The 21 Day Challenge

by seanlow on September 25, 2017

So much has been written about changing habits, developing good habits, mapping out how you are going to sustain good habits.. The entire self-help industry is built on the notion that change comes from intention, intention to habitual practice, practice to success. Some people tip toe in, I will cut back to 2 hours of Netflix binging a day; others go further – I am going Amish.  No comment on what works for you personally. However, for your creative business, change has to be much more radical. Two reasons.

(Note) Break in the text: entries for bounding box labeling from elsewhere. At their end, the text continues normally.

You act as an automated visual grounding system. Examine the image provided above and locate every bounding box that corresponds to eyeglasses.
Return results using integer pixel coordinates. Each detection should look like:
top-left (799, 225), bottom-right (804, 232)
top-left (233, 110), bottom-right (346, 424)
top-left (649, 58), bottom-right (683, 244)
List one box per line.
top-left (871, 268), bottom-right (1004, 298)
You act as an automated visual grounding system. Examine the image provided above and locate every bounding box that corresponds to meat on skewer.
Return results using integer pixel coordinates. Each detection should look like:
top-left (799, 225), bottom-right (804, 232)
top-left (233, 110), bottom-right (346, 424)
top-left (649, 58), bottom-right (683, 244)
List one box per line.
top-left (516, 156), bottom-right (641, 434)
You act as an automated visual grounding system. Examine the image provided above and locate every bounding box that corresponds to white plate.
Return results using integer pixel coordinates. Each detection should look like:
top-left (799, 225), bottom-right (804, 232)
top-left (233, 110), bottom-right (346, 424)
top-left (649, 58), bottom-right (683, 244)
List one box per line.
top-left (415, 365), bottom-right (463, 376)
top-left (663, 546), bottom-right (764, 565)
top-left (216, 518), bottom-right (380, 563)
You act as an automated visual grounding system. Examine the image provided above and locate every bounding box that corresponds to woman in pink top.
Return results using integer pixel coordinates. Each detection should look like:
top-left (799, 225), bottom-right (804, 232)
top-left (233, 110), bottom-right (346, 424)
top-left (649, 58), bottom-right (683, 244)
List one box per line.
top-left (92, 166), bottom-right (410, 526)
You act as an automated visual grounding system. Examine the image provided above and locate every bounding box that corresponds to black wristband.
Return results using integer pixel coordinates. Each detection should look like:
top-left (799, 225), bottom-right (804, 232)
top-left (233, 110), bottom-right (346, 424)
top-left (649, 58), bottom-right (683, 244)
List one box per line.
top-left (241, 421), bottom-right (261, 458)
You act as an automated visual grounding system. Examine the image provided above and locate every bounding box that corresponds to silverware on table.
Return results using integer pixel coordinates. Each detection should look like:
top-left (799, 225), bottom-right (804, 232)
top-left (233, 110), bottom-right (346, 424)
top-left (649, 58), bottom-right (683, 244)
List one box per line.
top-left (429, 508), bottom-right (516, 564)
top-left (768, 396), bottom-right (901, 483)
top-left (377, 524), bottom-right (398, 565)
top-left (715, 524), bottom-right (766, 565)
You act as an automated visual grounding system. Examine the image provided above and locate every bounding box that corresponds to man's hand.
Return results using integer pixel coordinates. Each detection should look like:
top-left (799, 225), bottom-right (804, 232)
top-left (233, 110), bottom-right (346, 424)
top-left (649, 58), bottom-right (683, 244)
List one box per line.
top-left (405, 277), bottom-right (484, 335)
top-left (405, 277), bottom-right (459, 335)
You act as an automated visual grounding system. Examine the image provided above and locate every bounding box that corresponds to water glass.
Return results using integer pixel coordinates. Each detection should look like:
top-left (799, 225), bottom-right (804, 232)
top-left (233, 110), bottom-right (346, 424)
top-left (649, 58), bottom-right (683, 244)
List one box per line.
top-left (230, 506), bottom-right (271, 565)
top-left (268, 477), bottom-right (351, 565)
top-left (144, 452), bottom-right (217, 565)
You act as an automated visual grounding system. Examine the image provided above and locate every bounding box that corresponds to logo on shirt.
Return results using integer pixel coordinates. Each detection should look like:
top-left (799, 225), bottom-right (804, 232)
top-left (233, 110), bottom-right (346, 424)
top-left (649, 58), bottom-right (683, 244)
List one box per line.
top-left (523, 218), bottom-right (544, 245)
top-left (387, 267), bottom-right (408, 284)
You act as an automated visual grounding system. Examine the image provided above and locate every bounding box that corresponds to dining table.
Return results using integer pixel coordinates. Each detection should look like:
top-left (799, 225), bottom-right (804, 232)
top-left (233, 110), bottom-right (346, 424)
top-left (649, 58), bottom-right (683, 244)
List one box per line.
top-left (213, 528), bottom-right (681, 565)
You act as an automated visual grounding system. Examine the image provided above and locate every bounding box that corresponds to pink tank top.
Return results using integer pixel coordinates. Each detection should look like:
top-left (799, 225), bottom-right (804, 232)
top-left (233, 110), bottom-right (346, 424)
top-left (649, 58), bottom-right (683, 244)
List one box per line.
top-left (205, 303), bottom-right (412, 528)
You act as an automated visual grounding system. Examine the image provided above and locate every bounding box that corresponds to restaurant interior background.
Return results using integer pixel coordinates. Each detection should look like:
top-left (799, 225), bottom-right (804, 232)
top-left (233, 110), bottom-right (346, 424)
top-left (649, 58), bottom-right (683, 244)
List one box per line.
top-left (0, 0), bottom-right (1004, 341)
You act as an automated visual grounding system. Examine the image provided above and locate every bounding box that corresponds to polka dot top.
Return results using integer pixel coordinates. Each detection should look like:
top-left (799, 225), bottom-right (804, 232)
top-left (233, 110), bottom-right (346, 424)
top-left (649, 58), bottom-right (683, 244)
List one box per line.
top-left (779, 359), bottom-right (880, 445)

Incremental change – like raising your prices just a little bit or shrinking your packages from five to three only serve to raise up your competition. Incremental change can almost never be justified as intention to serve your client better. It almost always looks like a money grab, or worse, a reaction to an unfortunate situation (i.e., a nightmare client). Incremental change is based on a desire to prevent history from repeating itself and not on what the future ought to look like. Big difference. So your competition almost always gets to say, “She is only doing this because….” And the “because” is the start of a dig – too busy, too big, too too, with they, the competition, being the rose who is not too too.

If you are really going to grow, really going to evolve, you have to leap into the abyss. Leaping into the abyss means doing the things you are terrified of – not knowing if what you are about to do is at all possible.

If you charge ten but need to charge twenty, you cannot inch to twenty, you have to do it today so that you can get to the business of why twenty is the right number. If you are not throwing up in your mouth a little when the outrageous comes out, you are doing it wrong.

The thing is though that you cannot leap with everything at once, be radical everywhere. Going from Luddite to all things tech. Ironically, upending everything (or way too much at once) is your excuse to make no change at all because a complete overhaul is impossible to sustain. Baby out with the bathwater and you will inevitably go back to what was.  With no thought of an oxymoron, the goal is to be comfortably radical in the notion that there will incrementally radical positions to take. Translation: jump into the abyss with the knowledge that you will be making another jump into another abyss tomorrow.

For some of you, living to your design statement, why you do what you do when you do it, will be enough. For others, it will be about pricing and timing of payments. Others will be about communication and decision-making. It makes not difference what the abyss looks like so long as your stare into it and leap.

My challenge for you and your creative business is to find the one aspect of your creative business that you are most scared of, the one that needs the most attention and evolution. Imagine what the evolved state looks like without any sort of filter. I want to charge a $50,000 design fee. I will not work on projects that do not have a budget of at least $250,000. Now live there for 21 days. Face the fears, doubts and fumbling that comes along with being desperately uncomfortable.

On the twenty-second day, choose your next challenge. And like the Golden Gate bridge painters, you are never done. Once you think you have met every challenge, it will be time to start again since your very first challenge will likely be stale at that point.

The point of the exercise is to live in the notion that being radically different from where you are today IS your future. Refusing to be bound by the limits you have allowed to constrain your creative business with is itself freedom. Doing it all at once though is a certain exercise in futility.

If the challenge is something you are up for, please find support to help you through the process. This means those who are willing to support your efforts into the unknown. What it does not mean is to surround yourself with those who secretly (or not so secretly) are rooting for you to fall down, either because they can say “I told you so”, be there to pick you back up or, worst, show you the “right” way. You are going to fall down. This will be uncomfortable until it is not. Find those that keep you in your discomfort until YOU see your way through it. Of course, this is what The BBC Collective is all about and please join us if this is the kind of support you need for the evolution of your Event or Interior creative business (separate groups). However, regardless of whether you join or not, do not deprive yourself of having the voice of your creative business heard. Find the support you need and take the challenge.  The world needs the best version of your art and creative business, now more than ever.

One caveat: if you accept the challenge, please live it. Stick with it and do not mark time until you get to undo it. Twenty-one real days. My promise to you is that you will find satisfaction in the effort no matter the result. Why?

The voice of your creative business (as opposed to your creativity) is heard when you are willing to be radically authentic; to say and do things ONLY because they are what is best for you, your art and your creative business. When you tap into this eternal truth about your art and your creative business, stripped to its essential nature, you will discover its power.  This is the power your clients yearn for you to have so that they can, in some small (or not so small) way, take a piece of for themselves through your art and your creativity.  And we are all transformed in the process.  What can be better than that?

{ 1 comment }

1 I am raw - gabrielle October 5, 2017 at 6:10 pm

Great article. Creativity is something I struggle with on a continuous basis. I think you’re right, focus on your weakness and everything will work out.